Birt–Hogg–Dubé syndrome (BHD) is an inherited disorder characterised by multiple fibrofolliculomas, pulmonary cysts, pneumothorax and renal cysts and tumours. In 1977, Birt, Hogg and Dubé investigated members of a Canadian family who presented with thyroid cancers and found that some members of the kindred had fibrofollicular skin tumours that occurred in an inherited autosomal dominant pattern.1 Although the familial disorder was later named the Birt–Hogg–Dubé syndrome, similar inherited skin tumours had been reported 2 years previously. The German dermatologists Hornstein and Knickenberg described a middle-aged woman and her brother who had multiple perifollicular fibromas and intestinal polyps.2 They reported the detailed clinicopathological features of the siblings and suggested that the disorder was probably inherited from their father who had bilateral renal cysts and unilateral lung cysts in addition to skin tumours. Hornstein and Knickenberg called the systemic disorder ‘a cutaneo-intestinal syndrome sui generis’.2 The authors of both reports discussed the possibility of a distinctive hereditary disorder and referred to several reports on similar skin diseases that had been published before 1975.1 ,2 Birt et al commented that the histopathological features of the skin tumours described by Hornstein and Knickenberg were different from those that they had characterised. However, dermatopathologists have subsequently concluded that the fibrofolliculomas, perifollicular fibromas, trichodiscomas and acrochordons seen in patients with BHD represent a spectrum of the same skin tumour. In a recent review, Happle insisted that the works by Hornstein and Knickenberg should be recognised and proposed that the syndrome should be renamed ‘Hornstein–BHD’.3 We would like to comment briefly on this issue. If the syndrome is renamed, we believe that Knickenberg should also be included. There is no justification for omitting the name of the woman physician who also contributed greatly to the series of studies in the 1970s. Both Birt et al and Hornstein and Knickenberg referred to previous studies reporting skin tumours associated with familial occurrence or systemic disorder. It is possible that other authors concerned with crediting the investigators responsible for first reporting on patients with clinical manifestations of this syndrome may have different priorities with regard to proper attribution.

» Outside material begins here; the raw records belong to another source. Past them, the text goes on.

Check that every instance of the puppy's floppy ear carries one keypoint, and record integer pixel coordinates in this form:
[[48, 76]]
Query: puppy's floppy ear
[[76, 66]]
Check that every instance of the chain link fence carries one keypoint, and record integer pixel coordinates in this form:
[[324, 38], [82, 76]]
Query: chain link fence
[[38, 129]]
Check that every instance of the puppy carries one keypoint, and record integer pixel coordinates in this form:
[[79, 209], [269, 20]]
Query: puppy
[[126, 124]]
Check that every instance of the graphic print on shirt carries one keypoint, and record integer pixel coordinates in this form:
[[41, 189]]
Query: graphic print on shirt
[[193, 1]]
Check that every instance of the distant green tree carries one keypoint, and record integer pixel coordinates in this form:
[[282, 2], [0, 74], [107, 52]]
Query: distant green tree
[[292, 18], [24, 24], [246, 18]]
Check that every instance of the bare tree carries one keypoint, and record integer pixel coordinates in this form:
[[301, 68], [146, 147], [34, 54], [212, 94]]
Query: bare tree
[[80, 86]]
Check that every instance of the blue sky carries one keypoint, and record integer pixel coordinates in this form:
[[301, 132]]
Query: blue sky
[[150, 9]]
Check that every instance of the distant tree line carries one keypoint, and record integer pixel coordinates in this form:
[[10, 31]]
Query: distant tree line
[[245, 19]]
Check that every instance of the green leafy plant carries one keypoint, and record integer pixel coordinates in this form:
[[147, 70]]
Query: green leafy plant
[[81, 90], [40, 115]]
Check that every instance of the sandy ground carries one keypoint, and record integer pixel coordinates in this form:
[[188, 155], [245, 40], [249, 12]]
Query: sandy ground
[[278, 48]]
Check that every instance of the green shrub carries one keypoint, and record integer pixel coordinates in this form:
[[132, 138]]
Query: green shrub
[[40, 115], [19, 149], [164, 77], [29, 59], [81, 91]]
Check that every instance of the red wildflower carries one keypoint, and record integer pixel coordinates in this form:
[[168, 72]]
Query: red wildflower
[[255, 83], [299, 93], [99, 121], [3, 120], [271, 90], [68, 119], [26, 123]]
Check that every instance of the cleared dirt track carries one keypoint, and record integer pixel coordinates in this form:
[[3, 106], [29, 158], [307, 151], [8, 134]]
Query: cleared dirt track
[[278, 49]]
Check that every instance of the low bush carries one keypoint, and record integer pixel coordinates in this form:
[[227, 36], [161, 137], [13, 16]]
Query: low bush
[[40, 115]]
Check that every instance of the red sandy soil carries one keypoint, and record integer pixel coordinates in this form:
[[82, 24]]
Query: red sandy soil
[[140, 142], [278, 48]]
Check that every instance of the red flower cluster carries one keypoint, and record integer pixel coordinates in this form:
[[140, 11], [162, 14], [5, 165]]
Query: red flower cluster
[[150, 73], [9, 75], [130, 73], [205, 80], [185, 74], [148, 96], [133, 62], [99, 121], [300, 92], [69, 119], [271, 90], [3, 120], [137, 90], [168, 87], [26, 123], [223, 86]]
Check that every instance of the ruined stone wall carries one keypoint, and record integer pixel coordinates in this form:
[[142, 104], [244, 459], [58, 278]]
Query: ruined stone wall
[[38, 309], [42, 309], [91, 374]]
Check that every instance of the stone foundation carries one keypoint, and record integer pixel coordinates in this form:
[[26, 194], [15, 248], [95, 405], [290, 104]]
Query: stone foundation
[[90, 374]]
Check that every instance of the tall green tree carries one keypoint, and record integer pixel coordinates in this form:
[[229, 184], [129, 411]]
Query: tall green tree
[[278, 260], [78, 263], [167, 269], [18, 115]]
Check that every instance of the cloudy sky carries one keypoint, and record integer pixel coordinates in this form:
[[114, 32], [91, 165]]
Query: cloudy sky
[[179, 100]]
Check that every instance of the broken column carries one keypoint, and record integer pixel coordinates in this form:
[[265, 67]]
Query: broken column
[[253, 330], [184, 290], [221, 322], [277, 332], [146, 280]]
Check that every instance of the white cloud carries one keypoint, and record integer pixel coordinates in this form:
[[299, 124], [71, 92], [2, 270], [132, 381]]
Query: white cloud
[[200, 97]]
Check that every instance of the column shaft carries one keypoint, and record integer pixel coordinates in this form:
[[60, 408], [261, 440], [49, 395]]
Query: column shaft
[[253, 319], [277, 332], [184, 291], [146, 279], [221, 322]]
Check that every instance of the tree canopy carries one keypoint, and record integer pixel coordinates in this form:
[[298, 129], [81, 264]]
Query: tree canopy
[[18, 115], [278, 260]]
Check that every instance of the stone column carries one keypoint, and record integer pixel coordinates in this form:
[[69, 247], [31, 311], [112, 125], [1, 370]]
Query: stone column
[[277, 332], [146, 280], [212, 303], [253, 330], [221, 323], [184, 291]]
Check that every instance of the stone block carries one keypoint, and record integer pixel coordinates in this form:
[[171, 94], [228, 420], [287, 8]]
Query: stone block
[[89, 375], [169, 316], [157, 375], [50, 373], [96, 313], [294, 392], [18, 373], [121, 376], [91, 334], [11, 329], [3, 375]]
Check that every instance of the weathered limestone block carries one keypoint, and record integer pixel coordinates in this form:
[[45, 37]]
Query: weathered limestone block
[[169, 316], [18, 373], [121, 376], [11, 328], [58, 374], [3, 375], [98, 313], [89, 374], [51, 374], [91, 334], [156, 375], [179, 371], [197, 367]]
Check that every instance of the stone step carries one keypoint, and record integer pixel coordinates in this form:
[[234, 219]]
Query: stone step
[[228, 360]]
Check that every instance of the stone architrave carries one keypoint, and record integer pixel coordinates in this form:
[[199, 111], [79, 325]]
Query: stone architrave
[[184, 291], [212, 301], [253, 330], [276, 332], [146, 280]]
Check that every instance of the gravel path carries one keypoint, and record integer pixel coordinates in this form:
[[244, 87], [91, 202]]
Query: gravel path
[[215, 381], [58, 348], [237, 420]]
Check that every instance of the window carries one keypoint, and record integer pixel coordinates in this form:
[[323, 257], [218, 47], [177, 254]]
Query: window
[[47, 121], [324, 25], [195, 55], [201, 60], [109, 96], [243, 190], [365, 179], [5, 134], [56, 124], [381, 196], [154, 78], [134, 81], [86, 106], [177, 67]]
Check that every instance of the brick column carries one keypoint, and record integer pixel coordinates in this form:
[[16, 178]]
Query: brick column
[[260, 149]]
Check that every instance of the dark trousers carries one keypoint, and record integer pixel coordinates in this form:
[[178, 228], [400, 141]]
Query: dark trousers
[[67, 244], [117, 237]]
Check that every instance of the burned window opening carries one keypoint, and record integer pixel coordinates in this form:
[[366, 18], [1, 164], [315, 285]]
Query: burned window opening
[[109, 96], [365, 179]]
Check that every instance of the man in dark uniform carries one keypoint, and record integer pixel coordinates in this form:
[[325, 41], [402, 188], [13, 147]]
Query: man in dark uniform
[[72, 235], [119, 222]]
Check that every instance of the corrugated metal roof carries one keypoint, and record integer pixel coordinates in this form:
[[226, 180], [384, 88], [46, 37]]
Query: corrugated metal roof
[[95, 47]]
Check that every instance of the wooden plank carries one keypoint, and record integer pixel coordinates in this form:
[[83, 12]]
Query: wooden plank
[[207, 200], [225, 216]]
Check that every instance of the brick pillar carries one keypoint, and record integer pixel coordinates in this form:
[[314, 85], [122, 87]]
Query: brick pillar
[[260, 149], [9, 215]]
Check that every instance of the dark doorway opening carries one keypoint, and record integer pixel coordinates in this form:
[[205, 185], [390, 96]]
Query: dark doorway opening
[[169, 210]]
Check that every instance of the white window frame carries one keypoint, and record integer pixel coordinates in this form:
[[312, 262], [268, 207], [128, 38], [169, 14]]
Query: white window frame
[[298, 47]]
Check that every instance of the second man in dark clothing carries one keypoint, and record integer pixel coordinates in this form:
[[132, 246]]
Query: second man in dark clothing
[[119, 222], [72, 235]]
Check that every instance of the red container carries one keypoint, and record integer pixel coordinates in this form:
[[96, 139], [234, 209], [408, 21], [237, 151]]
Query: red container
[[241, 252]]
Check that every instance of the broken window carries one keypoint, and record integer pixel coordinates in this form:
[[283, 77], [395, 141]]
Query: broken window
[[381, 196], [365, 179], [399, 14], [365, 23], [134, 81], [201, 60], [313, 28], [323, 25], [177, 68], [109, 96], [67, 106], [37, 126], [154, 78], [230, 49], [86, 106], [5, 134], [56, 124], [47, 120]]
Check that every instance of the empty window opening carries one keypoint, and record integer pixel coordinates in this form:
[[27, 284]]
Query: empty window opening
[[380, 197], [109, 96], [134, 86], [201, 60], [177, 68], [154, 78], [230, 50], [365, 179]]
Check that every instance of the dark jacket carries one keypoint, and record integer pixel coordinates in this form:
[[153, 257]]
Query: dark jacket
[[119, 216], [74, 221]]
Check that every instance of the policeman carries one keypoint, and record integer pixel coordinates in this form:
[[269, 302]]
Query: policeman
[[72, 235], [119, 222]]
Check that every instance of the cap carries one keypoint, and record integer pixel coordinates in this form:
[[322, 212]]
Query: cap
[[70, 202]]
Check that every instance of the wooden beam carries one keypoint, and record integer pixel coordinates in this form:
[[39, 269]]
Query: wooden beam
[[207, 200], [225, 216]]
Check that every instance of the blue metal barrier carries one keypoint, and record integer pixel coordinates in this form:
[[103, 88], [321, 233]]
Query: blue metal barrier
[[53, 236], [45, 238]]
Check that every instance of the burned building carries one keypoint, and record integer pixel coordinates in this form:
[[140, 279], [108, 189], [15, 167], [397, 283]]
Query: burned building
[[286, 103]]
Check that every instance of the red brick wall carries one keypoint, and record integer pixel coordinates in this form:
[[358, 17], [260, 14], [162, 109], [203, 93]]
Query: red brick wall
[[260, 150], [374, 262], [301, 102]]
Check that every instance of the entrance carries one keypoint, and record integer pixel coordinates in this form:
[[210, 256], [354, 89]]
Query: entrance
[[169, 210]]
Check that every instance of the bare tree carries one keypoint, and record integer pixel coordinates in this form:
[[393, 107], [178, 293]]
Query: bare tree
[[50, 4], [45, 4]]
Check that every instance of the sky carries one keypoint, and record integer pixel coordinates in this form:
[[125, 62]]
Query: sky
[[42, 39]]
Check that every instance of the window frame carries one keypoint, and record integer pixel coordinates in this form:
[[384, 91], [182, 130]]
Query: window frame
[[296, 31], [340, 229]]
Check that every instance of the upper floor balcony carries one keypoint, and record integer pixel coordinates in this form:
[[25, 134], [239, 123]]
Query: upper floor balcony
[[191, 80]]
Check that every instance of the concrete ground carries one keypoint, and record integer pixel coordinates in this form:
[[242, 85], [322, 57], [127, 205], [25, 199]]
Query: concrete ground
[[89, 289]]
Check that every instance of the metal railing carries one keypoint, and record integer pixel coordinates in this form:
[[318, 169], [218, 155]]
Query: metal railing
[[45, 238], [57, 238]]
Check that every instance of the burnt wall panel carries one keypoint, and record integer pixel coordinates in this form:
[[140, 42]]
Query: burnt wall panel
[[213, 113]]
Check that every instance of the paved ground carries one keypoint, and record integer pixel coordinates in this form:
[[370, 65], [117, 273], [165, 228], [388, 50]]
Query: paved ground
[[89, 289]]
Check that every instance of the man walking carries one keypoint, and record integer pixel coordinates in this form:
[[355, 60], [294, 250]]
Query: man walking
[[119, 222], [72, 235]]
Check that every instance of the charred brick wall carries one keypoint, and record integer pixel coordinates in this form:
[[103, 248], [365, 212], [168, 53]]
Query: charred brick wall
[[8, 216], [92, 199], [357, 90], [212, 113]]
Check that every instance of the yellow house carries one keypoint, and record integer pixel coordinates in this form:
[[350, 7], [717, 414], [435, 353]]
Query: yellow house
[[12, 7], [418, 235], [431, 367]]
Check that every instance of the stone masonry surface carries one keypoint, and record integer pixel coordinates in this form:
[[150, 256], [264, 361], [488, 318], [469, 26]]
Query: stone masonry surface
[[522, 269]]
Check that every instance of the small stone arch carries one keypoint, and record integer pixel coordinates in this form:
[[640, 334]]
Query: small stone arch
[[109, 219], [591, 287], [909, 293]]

In 2001, two groups of investigators found the chromosomal location of the gene responsible for BHD.4 ,5 One year later, Nickerson et al delineated the susceptibility locus of the gene on chromosome 17p11.2.6 The gene was called BHD at first. At present, the official symbol referring to the gene is called FLCN (folliculin) (OMIM: 607273). FLCN consists of 14 exons (NCBI Reference Sequence: NM_144997.5).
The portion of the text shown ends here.